Academic Editor: Vítor Costa

Copyright © 2017 Younes Medkour et al. This is an open access article distributed under the Creative Commons Attribution License, which permits unrestricted use, distribution, and reproduction in any medium, provided the original work is properly cited.


The functional state of mitochondria is vital to cellular and organismal aging in eukaryotes across phyla. Studies in the yeast Saccharomyces cerevisiae have provided evidence that age-related changes in some aspects of mitochondrial functionality can create certain molecular signals. These signals can then define the rate of cellular aging by altering unidirectional and bidirectional communications between mitochondria and other organelles. Several aspects of mitochondrial functionality are known to impact the replicative and/or chronological modes of yeast aging.
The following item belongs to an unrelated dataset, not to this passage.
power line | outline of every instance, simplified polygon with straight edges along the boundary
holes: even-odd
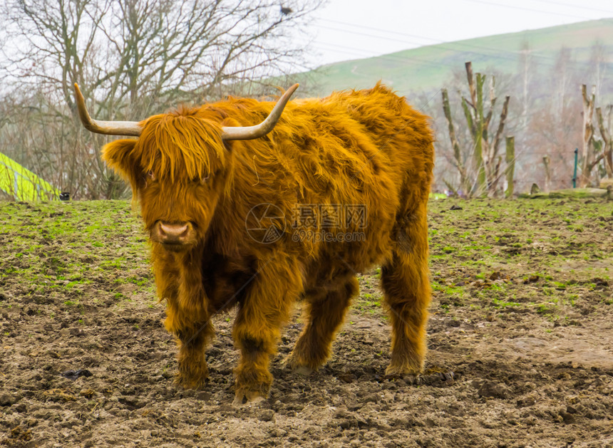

They include mitochondrial electron transport, membrane potential, reactive oxygen species, and protein synthesis and proteostasis, as well as mitochondrial synthesis of iron-sulfur clusters, amino acids, and NADPH. Our recent findings have revealed that the composition of mitochondrial membrane lipids is one of the key aspects of mitochondrial functionality affecting yeast chronological aging. We demonstrated that exogenously added lithocholic bile acid can delay chronological aging in yeast because it elicits specific changes in mitochondrial membrane lipids. These changes allow mitochondria to operate as signaling platforms that delay yeast chronological aging by orchestrating an institution and maintenance of a distinct cellular pattern. In this review, we discuss molecular and cellular mechanisms underlying the essential role of mitochondrial membrane lipids in yeast chronological aging.